SANFORD, Fla. - The Sanford Police Department, an agency scrutinized for its handling of the Trayvon Martin shooting case, is under fire once again—and this time, it involves one of its own.
Officer Michael Hernandez filed a federal lawsuit against the agency claiming he was the victim of discrimination.
The suit says Hernandez, a Puerto Rico native, joined the department in 2008 as a patrol officer. A couple of years later, he was promoted to School Resource Officer at Millenia Middle School.
In July 2011, Hernandez responded to a call with a white police officer. After clearing the call, Hernandez and the officer engaged in a conversation about an internal affairs investigation the other officer was the subject of, the suit says.
A month later, then-police chief Bill Lee confronted Hernandez and told him “I don’t need you running things from behind the scenes,” the suit says.
Shortly after that, Lee allegedly told Hernandez he was starting rumors. Then, Lee pulled Hernandez from his School Resource Officer position, according to the lawsuit.
Hernandez was then assigned to work night patrol with Sergeant Ned Golden, the suit claims. It goes on to say “it was well known within the Sanford Police Department that Ned Golden disliked [Hernandez] because of his national origin.”
Hernandez tried to get a new assignment: “The Plaintiff reminded Chief Lee that Sergeant Golden did not like him, and that he believed he would be subjected to a hostile work environment based on his national origin,” the suit reads. The chief allegedly told Hernandez “you’re just going to have to handle it.”

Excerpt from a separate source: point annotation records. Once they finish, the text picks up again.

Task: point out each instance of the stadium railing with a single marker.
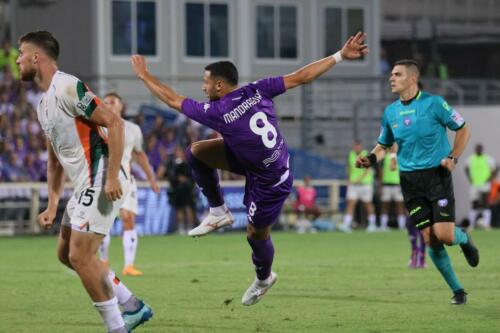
(20, 204)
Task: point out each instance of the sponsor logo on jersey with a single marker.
(84, 103)
(443, 202)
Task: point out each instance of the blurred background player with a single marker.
(132, 149)
(181, 194)
(360, 188)
(391, 192)
(85, 142)
(417, 122)
(251, 145)
(305, 206)
(481, 169)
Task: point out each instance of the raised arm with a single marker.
(55, 183)
(377, 154)
(352, 49)
(106, 118)
(162, 91)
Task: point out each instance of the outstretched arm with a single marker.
(162, 91)
(352, 49)
(102, 116)
(55, 182)
(377, 154)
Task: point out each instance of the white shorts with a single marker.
(390, 193)
(360, 192)
(477, 192)
(90, 211)
(130, 202)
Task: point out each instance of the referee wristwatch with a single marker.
(454, 159)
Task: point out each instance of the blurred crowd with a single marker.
(23, 154)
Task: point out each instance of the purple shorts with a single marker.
(263, 200)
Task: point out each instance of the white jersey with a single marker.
(133, 142)
(80, 146)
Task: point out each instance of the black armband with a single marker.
(454, 159)
(372, 158)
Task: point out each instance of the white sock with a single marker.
(384, 220)
(121, 292)
(487, 217)
(347, 220)
(219, 210)
(130, 240)
(104, 248)
(401, 221)
(110, 313)
(372, 221)
(472, 218)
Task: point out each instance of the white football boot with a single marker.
(211, 223)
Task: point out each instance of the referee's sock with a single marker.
(440, 258)
(460, 237)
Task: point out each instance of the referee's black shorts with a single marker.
(428, 196)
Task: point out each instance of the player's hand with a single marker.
(155, 187)
(46, 218)
(448, 163)
(362, 162)
(139, 65)
(354, 47)
(113, 189)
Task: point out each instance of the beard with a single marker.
(28, 75)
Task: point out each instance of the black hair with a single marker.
(44, 40)
(409, 63)
(225, 70)
(113, 94)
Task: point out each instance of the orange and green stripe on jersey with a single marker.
(87, 101)
(93, 145)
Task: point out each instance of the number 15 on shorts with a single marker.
(251, 210)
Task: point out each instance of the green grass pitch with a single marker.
(328, 282)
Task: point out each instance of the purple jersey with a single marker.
(247, 121)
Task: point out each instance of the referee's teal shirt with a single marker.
(419, 129)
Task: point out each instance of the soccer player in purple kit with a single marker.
(251, 145)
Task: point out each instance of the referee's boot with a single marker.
(470, 250)
(459, 297)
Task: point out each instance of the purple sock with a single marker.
(421, 247)
(206, 178)
(262, 256)
(412, 236)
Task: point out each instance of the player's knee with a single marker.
(445, 238)
(128, 220)
(63, 258)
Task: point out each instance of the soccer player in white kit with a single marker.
(133, 147)
(85, 142)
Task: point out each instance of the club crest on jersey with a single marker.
(443, 202)
(457, 118)
(84, 103)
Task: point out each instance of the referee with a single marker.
(417, 122)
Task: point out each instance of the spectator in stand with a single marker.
(481, 169)
(8, 56)
(181, 190)
(305, 206)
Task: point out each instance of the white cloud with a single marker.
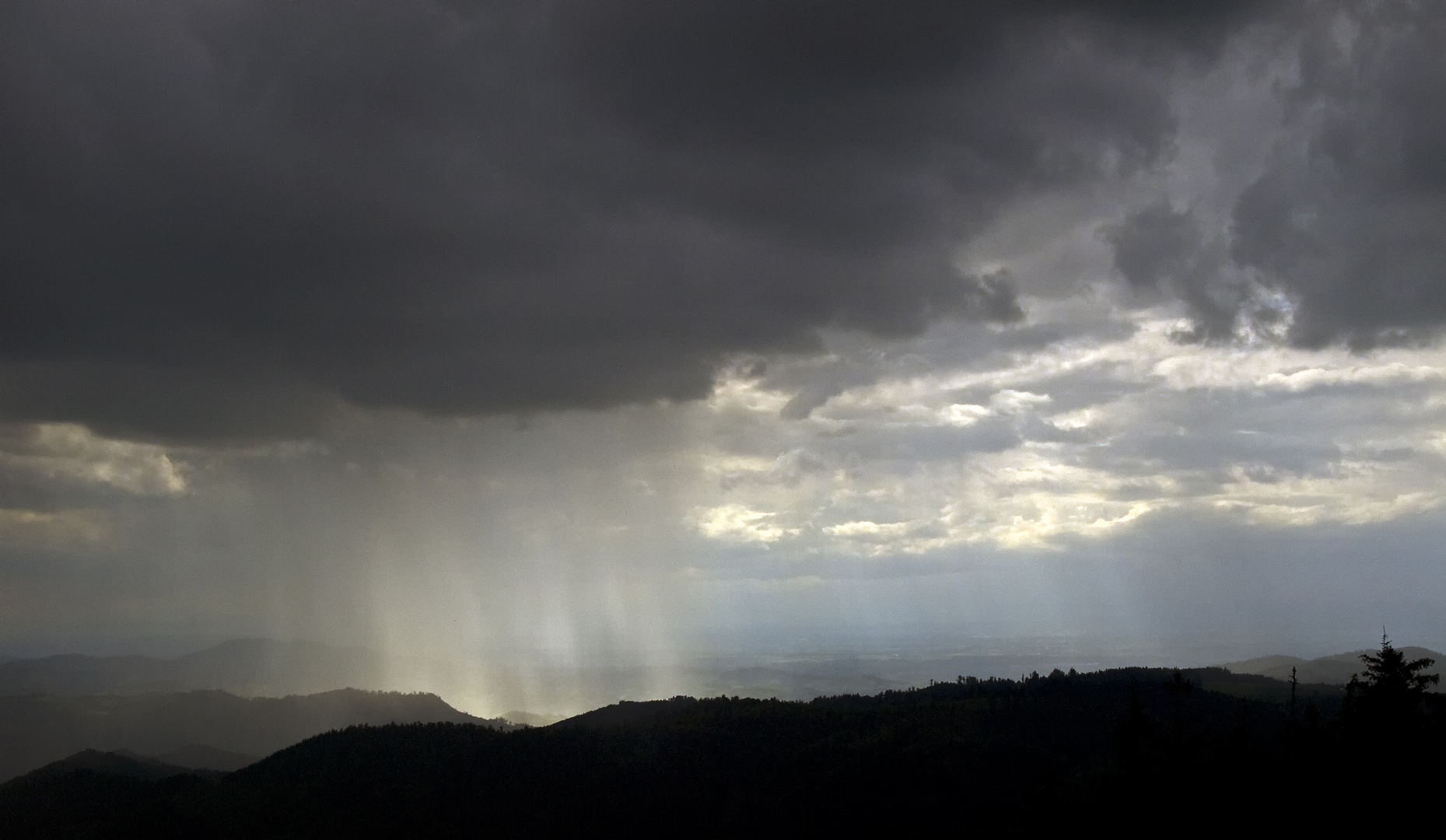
(739, 523)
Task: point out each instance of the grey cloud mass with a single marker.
(229, 219)
(1343, 235)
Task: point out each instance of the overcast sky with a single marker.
(649, 328)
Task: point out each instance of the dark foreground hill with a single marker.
(203, 729)
(1338, 668)
(1129, 752)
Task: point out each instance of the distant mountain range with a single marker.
(197, 729)
(246, 667)
(1335, 670)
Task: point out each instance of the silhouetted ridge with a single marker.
(1131, 751)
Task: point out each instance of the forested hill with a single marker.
(185, 726)
(1129, 747)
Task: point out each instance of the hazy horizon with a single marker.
(557, 334)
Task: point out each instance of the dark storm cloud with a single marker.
(1353, 222)
(1348, 217)
(220, 217)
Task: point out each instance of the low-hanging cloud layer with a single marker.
(590, 328)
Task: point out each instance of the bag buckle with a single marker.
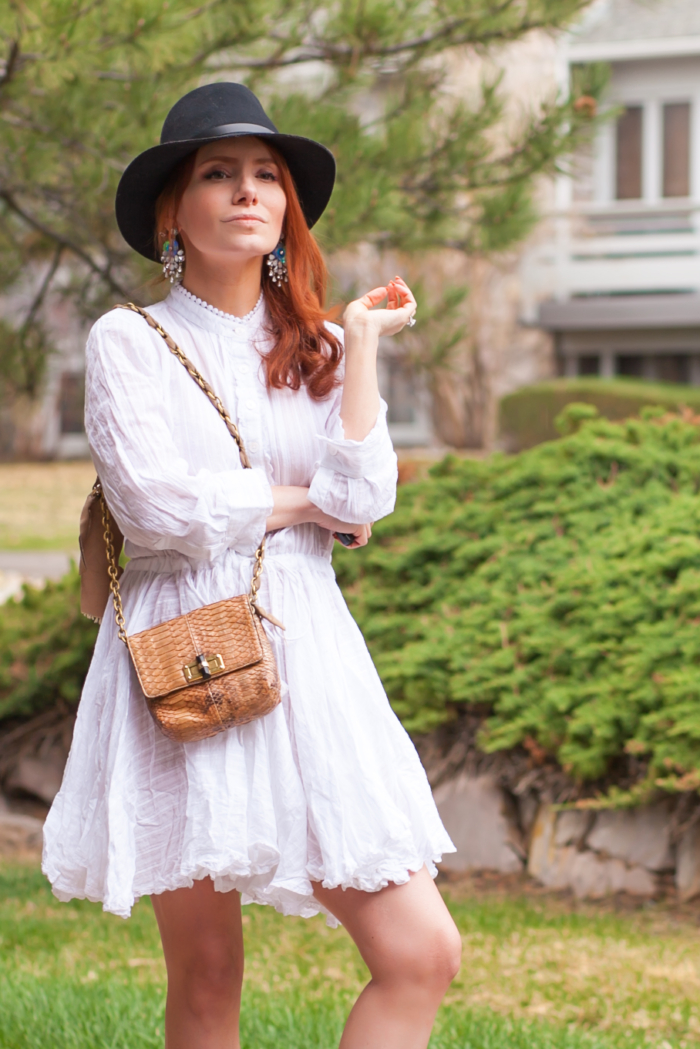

Hernandez also claims he was assigned to the worst zones in Sanford because of his nationality. He says on a number of occasions his life was put at risk because he did not receive back up on emergency calls.
The officer decided to become a reserve officer in January 2012 so his career was not ruined, the suit says.
In the suit, Hernandez claims he has suffered damages “including, but not limited to, humiliation, damage to career, and/or loss of employment, earnings, benefits, and other non-pecuniary and intangible injuries, and is entitled to judgment and compensation pursuant to Title VII of the Civil Rights Act of 1964.”
The Sanford Police Department did not return calls seeking comment on the lawsuit.